What Investors Need to Know About the ABA's Litigation Finance Guidance...
Gaston Kroub
Thanks to the American Bar Association’s release of “Best Practices for Third-Party Litigation Funding,” investors already into, or contemplating getting into, litigation funding have some further guidance from one of America’s leading bar associations to consider. While the guidance on best practices doesn’t specifically touch on the challenges and opportunities presented by funding patent disputes, the general guidance on offer is very much relevant to investors, IP owners, and their lawyers.

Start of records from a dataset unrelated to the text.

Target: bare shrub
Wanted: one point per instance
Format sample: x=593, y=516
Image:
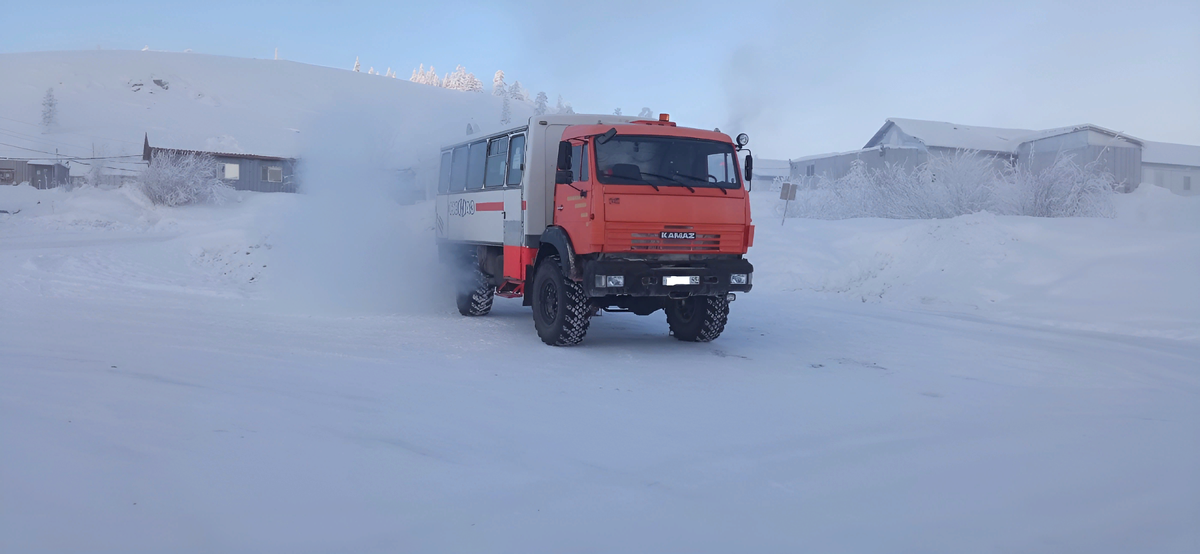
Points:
x=955, y=185
x=177, y=179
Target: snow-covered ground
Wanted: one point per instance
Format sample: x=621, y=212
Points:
x=111, y=101
x=241, y=378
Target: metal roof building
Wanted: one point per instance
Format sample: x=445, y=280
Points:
x=244, y=172
x=910, y=143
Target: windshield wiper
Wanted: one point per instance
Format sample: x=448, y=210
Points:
x=706, y=181
x=667, y=179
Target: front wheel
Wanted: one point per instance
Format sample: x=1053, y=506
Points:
x=697, y=319
x=561, y=308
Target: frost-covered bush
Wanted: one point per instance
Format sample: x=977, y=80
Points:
x=175, y=179
x=1062, y=190
x=955, y=185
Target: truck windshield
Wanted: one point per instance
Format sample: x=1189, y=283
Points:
x=666, y=162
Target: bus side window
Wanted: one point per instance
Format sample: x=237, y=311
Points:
x=475, y=166
x=444, y=173
x=459, y=170
x=516, y=160
x=497, y=152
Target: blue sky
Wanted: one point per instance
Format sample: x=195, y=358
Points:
x=802, y=78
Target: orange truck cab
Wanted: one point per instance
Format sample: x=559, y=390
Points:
x=599, y=212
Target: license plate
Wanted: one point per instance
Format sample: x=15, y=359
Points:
x=677, y=279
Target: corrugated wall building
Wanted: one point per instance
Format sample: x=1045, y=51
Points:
x=244, y=172
x=910, y=143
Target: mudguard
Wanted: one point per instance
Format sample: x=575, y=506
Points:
x=558, y=238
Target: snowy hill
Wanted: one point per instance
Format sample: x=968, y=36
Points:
x=108, y=100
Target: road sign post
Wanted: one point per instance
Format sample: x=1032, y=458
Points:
x=786, y=193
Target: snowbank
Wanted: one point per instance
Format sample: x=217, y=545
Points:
x=1134, y=275
x=109, y=100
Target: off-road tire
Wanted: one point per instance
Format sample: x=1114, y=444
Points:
x=475, y=293
x=697, y=319
x=561, y=308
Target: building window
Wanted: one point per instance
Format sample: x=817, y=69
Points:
x=273, y=173
x=497, y=152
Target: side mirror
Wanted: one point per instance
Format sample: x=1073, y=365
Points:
x=749, y=170
x=564, y=156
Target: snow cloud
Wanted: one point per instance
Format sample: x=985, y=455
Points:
x=349, y=247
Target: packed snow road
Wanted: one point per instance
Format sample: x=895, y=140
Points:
x=153, y=402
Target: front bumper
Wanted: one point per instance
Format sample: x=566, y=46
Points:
x=645, y=278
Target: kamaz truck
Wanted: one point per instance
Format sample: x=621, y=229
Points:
x=581, y=214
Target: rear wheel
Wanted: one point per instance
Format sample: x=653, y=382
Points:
x=475, y=291
x=561, y=309
x=697, y=319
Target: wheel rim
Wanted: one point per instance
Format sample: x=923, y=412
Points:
x=549, y=296
x=687, y=309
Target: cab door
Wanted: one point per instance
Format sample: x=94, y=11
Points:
x=573, y=203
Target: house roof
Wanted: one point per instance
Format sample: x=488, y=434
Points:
x=217, y=146
x=1170, y=154
x=954, y=136
x=1055, y=132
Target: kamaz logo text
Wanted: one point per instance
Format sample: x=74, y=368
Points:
x=462, y=208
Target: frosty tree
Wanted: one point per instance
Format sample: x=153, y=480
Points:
x=563, y=107
x=49, y=108
x=519, y=92
x=498, y=86
x=505, y=110
x=473, y=84
x=462, y=80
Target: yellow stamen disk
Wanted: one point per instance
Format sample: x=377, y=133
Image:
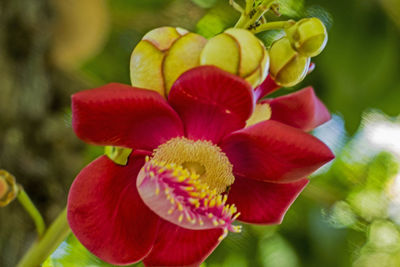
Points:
x=237, y=228
x=236, y=216
x=171, y=210
x=179, y=205
x=225, y=233
x=205, y=158
x=199, y=196
x=262, y=112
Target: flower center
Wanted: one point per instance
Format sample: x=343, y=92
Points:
x=201, y=157
x=185, y=183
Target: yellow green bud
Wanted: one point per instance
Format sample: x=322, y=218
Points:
x=8, y=188
x=288, y=67
x=162, y=56
x=239, y=52
x=308, y=36
x=119, y=155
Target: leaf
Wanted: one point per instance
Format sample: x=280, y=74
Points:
x=71, y=253
x=321, y=13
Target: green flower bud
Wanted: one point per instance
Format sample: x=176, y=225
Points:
x=162, y=56
x=119, y=155
x=287, y=67
x=8, y=188
x=239, y=52
x=308, y=36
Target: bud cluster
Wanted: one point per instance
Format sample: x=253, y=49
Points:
x=165, y=53
x=291, y=55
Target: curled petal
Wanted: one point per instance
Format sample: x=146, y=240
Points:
x=107, y=215
x=273, y=151
x=263, y=202
x=121, y=115
x=180, y=197
x=211, y=102
x=176, y=246
x=301, y=109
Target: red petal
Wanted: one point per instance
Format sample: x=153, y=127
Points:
x=268, y=86
x=273, y=151
x=301, y=109
x=121, y=115
x=107, y=215
x=176, y=246
x=263, y=202
x=211, y=102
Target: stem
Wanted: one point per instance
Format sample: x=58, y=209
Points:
x=236, y=6
x=28, y=205
x=41, y=250
x=249, y=6
x=276, y=25
x=249, y=18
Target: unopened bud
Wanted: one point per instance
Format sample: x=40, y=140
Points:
x=239, y=52
x=119, y=155
x=8, y=188
x=308, y=36
x=162, y=56
x=288, y=67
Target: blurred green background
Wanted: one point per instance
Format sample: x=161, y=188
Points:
x=349, y=215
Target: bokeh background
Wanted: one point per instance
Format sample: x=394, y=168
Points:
x=349, y=215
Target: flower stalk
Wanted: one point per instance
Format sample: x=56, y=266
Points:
x=253, y=13
x=275, y=25
x=31, y=209
x=52, y=238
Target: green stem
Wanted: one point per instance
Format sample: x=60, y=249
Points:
x=28, y=205
x=249, y=6
x=276, y=25
x=249, y=18
x=41, y=250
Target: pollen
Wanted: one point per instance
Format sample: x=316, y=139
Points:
x=201, y=158
x=184, y=199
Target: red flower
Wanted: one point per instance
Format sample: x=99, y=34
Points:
x=166, y=215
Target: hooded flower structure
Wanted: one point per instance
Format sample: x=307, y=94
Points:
x=195, y=166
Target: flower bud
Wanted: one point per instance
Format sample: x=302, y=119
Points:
x=288, y=67
x=239, y=52
x=118, y=155
x=162, y=56
x=8, y=188
x=308, y=36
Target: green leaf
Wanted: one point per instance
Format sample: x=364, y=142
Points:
x=321, y=13
x=71, y=253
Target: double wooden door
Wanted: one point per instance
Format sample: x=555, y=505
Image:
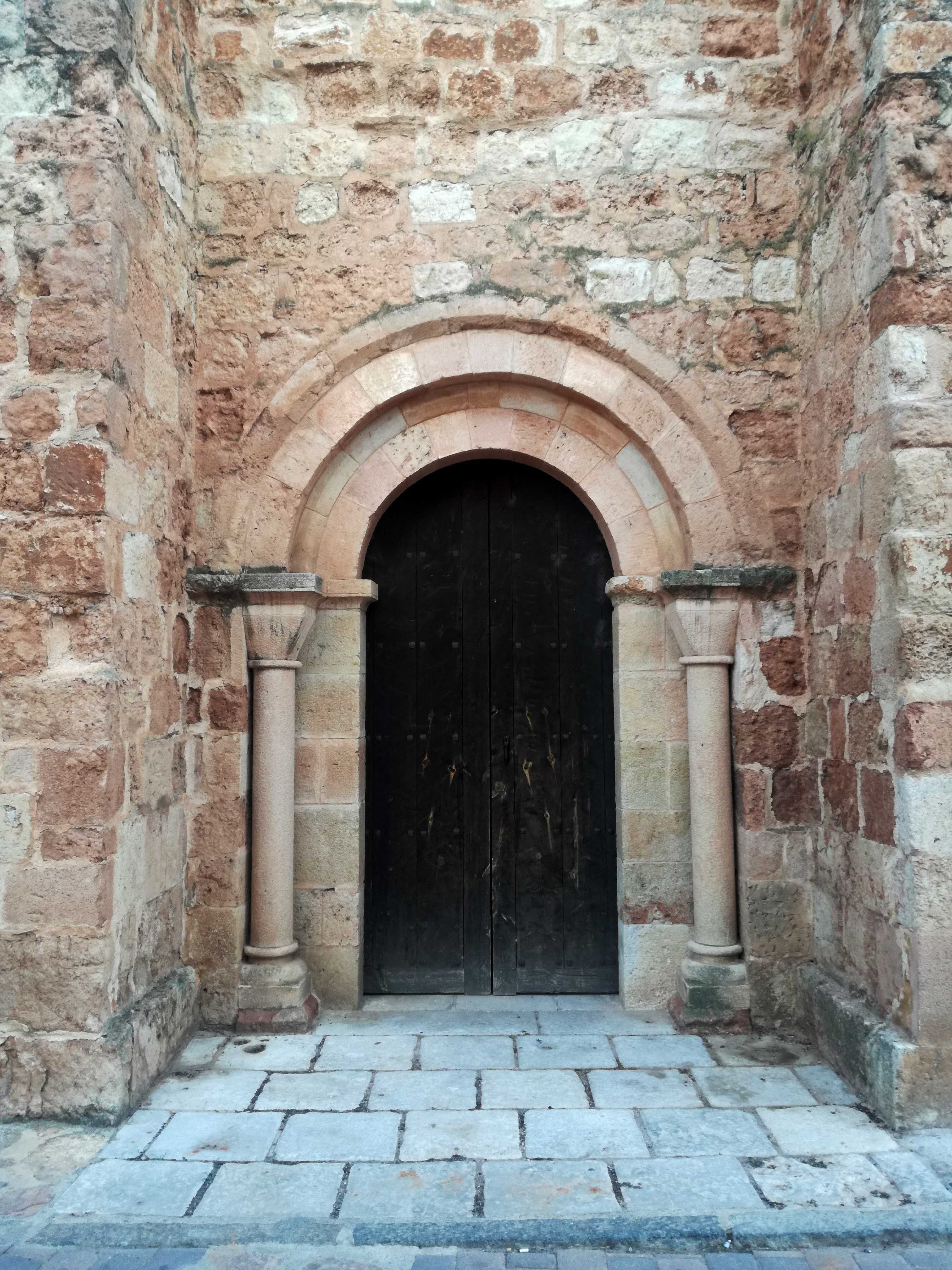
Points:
x=490, y=756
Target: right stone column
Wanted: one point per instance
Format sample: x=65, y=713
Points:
x=702, y=611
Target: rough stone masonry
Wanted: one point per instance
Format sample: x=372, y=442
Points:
x=244, y=244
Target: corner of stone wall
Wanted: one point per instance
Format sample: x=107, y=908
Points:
x=909, y=1085
x=103, y=1076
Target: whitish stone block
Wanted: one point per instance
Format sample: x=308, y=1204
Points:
x=441, y=279
x=705, y=1132
x=775, y=281
x=134, y=1188
x=685, y=1188
x=711, y=280
x=577, y=1052
x=532, y=1090
x=410, y=1193
x=667, y=284
x=520, y=1189
x=441, y=201
x=257, y=1193
x=752, y=1088
x=665, y=1088
x=316, y=202
x=339, y=1136
x=619, y=280
x=665, y=144
x=824, y=1131
x=474, y=1134
x=218, y=1136
x=590, y=1134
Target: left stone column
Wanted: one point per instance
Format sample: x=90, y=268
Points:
x=275, y=986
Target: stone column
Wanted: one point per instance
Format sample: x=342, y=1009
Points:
x=702, y=611
x=275, y=986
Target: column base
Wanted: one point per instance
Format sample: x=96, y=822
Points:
x=276, y=996
x=712, y=995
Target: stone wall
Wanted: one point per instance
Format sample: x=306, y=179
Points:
x=96, y=516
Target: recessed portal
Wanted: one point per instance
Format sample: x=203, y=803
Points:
x=490, y=755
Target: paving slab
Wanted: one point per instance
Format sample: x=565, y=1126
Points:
x=470, y=1134
x=270, y=1053
x=521, y=1189
x=218, y=1136
x=483, y=1052
x=537, y=1089
x=134, y=1188
x=645, y=1088
x=663, y=1052
x=824, y=1131
x=705, y=1132
x=207, y=1091
x=752, y=1088
x=314, y=1091
x=388, y=1053
x=572, y=1052
x=423, y=1091
x=339, y=1136
x=590, y=1134
x=826, y=1181
x=441, y=1192
x=132, y=1138
x=827, y=1086
x=686, y=1187
x=268, y=1192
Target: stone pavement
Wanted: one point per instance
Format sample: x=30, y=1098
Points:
x=488, y=1123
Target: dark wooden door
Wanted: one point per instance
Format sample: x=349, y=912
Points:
x=490, y=750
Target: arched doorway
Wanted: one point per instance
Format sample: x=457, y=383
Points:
x=490, y=750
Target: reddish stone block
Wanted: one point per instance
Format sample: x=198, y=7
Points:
x=795, y=797
x=74, y=479
x=81, y=787
x=923, y=738
x=228, y=708
x=770, y=737
x=32, y=416
x=879, y=806
x=69, y=335
x=21, y=481
x=782, y=663
x=839, y=788
x=739, y=37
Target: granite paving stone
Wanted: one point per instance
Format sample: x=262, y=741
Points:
x=539, y=1089
x=270, y=1053
x=484, y=1052
x=339, y=1136
x=824, y=1181
x=470, y=1134
x=314, y=1091
x=663, y=1052
x=647, y=1088
x=705, y=1132
x=423, y=1091
x=827, y=1086
x=218, y=1136
x=578, y=1052
x=521, y=1189
x=441, y=1192
x=824, y=1131
x=261, y=1192
x=587, y=1134
x=207, y=1091
x=366, y=1053
x=134, y=1188
x=752, y=1088
x=686, y=1187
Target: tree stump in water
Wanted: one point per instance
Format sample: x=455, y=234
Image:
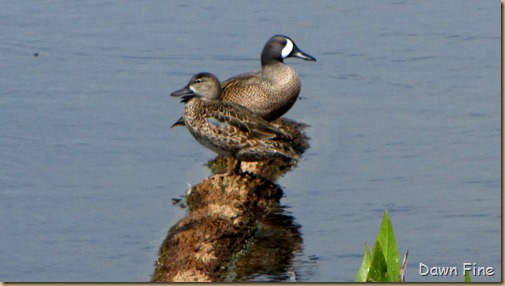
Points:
x=224, y=211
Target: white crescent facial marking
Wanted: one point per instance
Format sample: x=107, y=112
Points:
x=287, y=49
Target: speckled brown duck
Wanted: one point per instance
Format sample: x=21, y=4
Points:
x=228, y=128
x=272, y=91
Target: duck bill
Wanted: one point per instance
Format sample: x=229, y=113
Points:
x=184, y=93
x=297, y=53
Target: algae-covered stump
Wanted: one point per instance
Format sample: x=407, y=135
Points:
x=224, y=211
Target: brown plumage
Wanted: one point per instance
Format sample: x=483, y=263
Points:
x=228, y=128
x=272, y=91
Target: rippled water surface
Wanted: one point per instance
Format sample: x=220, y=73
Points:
x=403, y=104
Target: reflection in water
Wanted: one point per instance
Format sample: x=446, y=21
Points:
x=273, y=254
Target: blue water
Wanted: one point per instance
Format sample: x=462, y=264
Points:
x=403, y=102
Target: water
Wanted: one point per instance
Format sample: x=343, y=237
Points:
x=403, y=103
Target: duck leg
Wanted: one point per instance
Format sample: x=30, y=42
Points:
x=236, y=170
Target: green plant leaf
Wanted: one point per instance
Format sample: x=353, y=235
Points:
x=387, y=240
x=365, y=265
x=378, y=267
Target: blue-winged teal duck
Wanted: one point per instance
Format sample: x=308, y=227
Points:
x=228, y=128
x=272, y=91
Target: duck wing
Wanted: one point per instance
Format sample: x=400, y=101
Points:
x=229, y=113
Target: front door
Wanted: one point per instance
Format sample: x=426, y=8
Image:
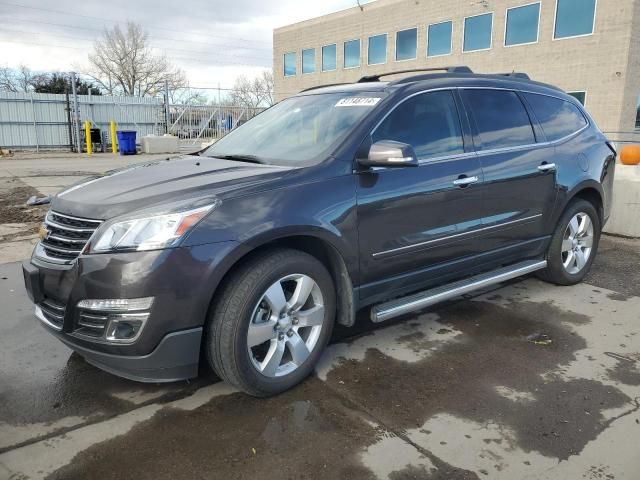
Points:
x=414, y=219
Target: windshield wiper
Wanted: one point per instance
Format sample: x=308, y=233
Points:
x=242, y=158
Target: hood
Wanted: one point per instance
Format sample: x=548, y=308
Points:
x=144, y=185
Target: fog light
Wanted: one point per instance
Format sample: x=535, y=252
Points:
x=125, y=328
x=117, y=304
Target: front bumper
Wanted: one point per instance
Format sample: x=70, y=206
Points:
x=181, y=280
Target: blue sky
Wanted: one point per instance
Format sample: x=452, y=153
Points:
x=213, y=41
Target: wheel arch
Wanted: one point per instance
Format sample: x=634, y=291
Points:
x=590, y=191
x=316, y=245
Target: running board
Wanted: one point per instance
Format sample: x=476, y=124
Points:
x=418, y=301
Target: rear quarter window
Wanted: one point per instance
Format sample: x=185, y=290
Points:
x=558, y=118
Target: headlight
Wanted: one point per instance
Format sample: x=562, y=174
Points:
x=148, y=233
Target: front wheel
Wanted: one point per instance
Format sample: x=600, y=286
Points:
x=271, y=322
x=573, y=245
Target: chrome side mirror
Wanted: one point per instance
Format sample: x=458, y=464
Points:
x=388, y=153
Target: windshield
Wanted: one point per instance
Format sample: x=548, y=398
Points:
x=297, y=131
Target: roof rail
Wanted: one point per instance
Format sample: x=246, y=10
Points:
x=522, y=75
x=323, y=86
x=376, y=78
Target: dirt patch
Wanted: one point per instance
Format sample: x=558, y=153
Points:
x=303, y=433
x=492, y=351
x=13, y=208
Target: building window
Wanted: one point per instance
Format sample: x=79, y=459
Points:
x=309, y=60
x=580, y=96
x=289, y=64
x=377, y=53
x=477, y=32
x=574, y=18
x=522, y=25
x=329, y=58
x=352, y=54
x=407, y=44
x=439, y=37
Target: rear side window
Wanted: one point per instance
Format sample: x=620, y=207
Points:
x=428, y=122
x=557, y=118
x=500, y=117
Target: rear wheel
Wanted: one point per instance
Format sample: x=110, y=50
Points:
x=573, y=245
x=271, y=322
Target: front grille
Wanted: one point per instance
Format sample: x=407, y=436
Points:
x=53, y=312
x=67, y=235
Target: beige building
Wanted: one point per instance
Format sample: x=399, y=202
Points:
x=590, y=48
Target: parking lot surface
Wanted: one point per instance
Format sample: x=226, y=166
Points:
x=526, y=381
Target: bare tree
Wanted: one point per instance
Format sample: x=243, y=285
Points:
x=253, y=93
x=123, y=62
x=21, y=79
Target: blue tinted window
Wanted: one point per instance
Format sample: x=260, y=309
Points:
x=557, y=117
x=329, y=57
x=477, y=32
x=500, y=117
x=352, y=54
x=522, y=25
x=439, y=39
x=309, y=60
x=428, y=122
x=377, y=49
x=407, y=44
x=574, y=17
x=289, y=64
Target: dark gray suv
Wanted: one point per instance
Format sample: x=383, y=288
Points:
x=386, y=195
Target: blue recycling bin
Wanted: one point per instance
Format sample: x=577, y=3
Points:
x=126, y=142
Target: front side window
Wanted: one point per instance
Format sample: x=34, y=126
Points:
x=574, y=18
x=329, y=58
x=557, y=118
x=477, y=32
x=377, y=49
x=352, y=54
x=428, y=122
x=289, y=64
x=407, y=44
x=500, y=117
x=439, y=39
x=522, y=25
x=309, y=60
x=298, y=131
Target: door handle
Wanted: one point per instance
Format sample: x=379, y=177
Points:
x=464, y=181
x=547, y=167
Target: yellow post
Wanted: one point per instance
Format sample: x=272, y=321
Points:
x=87, y=136
x=114, y=139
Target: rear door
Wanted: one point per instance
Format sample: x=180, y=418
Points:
x=414, y=218
x=519, y=173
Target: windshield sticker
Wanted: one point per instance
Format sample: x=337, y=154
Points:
x=357, y=102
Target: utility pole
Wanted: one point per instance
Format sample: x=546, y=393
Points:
x=76, y=108
x=167, y=114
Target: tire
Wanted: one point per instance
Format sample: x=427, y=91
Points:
x=249, y=309
x=565, y=264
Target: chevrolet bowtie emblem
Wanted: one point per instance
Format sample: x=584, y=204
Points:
x=43, y=233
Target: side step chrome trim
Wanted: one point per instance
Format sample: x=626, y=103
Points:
x=418, y=301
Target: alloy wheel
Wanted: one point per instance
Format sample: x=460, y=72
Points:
x=285, y=325
x=577, y=243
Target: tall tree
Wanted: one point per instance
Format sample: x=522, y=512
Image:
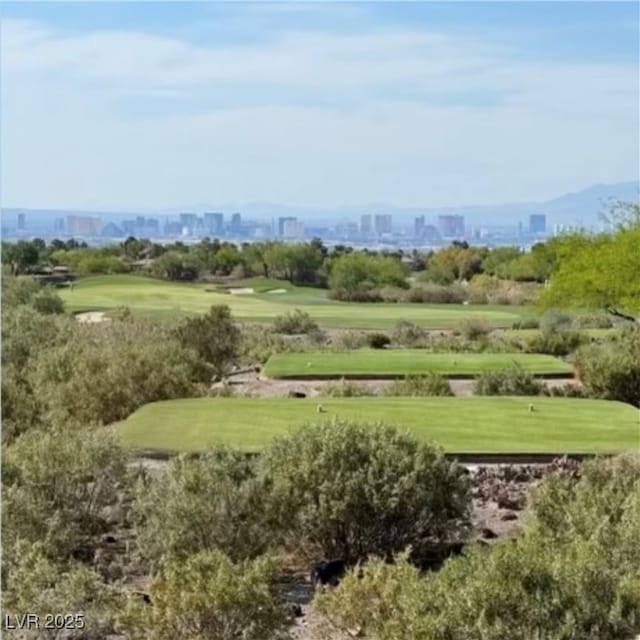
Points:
x=600, y=271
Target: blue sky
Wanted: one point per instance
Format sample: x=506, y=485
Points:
x=123, y=105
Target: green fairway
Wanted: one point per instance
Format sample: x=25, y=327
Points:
x=473, y=424
x=392, y=363
x=146, y=296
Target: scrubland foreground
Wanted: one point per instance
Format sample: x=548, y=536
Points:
x=216, y=544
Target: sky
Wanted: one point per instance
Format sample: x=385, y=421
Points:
x=142, y=105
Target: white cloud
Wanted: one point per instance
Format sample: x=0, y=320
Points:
x=70, y=138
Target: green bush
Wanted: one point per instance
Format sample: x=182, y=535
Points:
x=555, y=342
x=55, y=486
x=33, y=583
x=348, y=490
x=206, y=595
x=526, y=323
x=435, y=294
x=346, y=389
x=572, y=573
x=474, y=328
x=378, y=340
x=593, y=321
x=295, y=322
x=554, y=320
x=407, y=334
x=612, y=370
x=214, y=337
x=513, y=381
x=349, y=340
x=430, y=384
x=211, y=502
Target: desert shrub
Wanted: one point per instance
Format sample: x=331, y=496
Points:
x=554, y=321
x=392, y=294
x=474, y=328
x=555, y=342
x=378, y=340
x=571, y=573
x=213, y=336
x=108, y=370
x=33, y=583
x=612, y=370
x=347, y=295
x=513, y=381
x=18, y=290
x=362, y=272
x=55, y=487
x=349, y=490
x=121, y=313
x=567, y=390
x=206, y=595
x=348, y=340
x=258, y=343
x=294, y=322
x=346, y=389
x=526, y=323
x=430, y=384
x=47, y=301
x=408, y=334
x=211, y=502
x=592, y=321
x=435, y=294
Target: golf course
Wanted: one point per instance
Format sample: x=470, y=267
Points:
x=260, y=300
x=393, y=363
x=470, y=424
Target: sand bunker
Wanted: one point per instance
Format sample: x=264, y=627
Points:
x=241, y=291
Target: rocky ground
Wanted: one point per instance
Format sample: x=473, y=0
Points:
x=249, y=382
x=499, y=494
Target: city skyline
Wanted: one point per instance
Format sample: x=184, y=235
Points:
x=145, y=105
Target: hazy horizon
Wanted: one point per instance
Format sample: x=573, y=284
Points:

At the outset, the ABA’s report makes plain that the suggestions contained therein are just that, suggestions. Acknowledging that the rules around litigation finance is very much jurisdiction-dependent, the report aim to identify “issues that should be considered before entering into a litigation funding arrangement.” At the heart of the ABA’s suggestions are four concrete suggestions for “best practices” — practices that are applicable irrespective of the type of dispute being funded or the funding structure used.
First, ad hoc arrangements are disfavored. As with any investment, a written contract setting forth the terms and responsibilities of each side of the transaction is recommended. Second, despite the temptation for a sophisticated investor to take an activist approach to managing the litigation, “the litigation funding arrangement should assure that the client remains in control of the case.” Third, the parties should contract on what happens if things go sideways — as they are wont to do in litigation. Fourth, everyone is asked to understand, and act, as if the deal documents will ultimately see the light of day.
Remembering that these are just recommendations for “best practices,” and not binding, does little to assuage those whose regular approach to the diligence and handling of patent-focused litigation finance may differ from the ABA’s apparent preferences. For one, investors in patent disputes may be as — or even more — sophisticated about patent litigation strategy and settlement tactics than the IP owner. Such investors would clearly be hampered by any bright-line rules against involvement in settlement. To be fair, the ABA’s report does contemplate the possibility that a funder will assume a settlement role — but never at the expense of the client’s ability to determine what is in the client’s best interest. Likewise, funders in patent cases are keen to know that the law firm litigating on behalf of the patent owner believes in the case. Even if that means that the law firm supplements its guidance on the case’s prospects as the case unfolds. Because so much of patent litigation is responsive to arguments made by defendants — arguments that sometimes, but not always, can be anticipated and discussed beforehand — there really is no way for the relationship to operate otherwise. At least if the funder wants to keep track of their investment at even a minimum level.
Ultimately, the true best practices when it comes to litigation funding of patent cases are those that best align interests between all the parties to the deal, while also respecting the boundaries of the attorney-client relationship and the ethical obligations of the lawyers involved. Moreover, interests must be aligned to prevent the litigation finance arrangement from hampering the prosecution of the case on the merits, or from serving as a hindrance (rather than aid) to settlement. Done right, litigation finance can be a critical component for a successful patent enforcement case or campaign. But investors must be savvy and commit their attention and resources to a robust diligence process, engaging shadow counsel (where appropriate,) and open communication with the lawyers and client. As the ABA reminds us, litigation finance can present “issues” — issues that command the thoughtful attention of all stakeholders.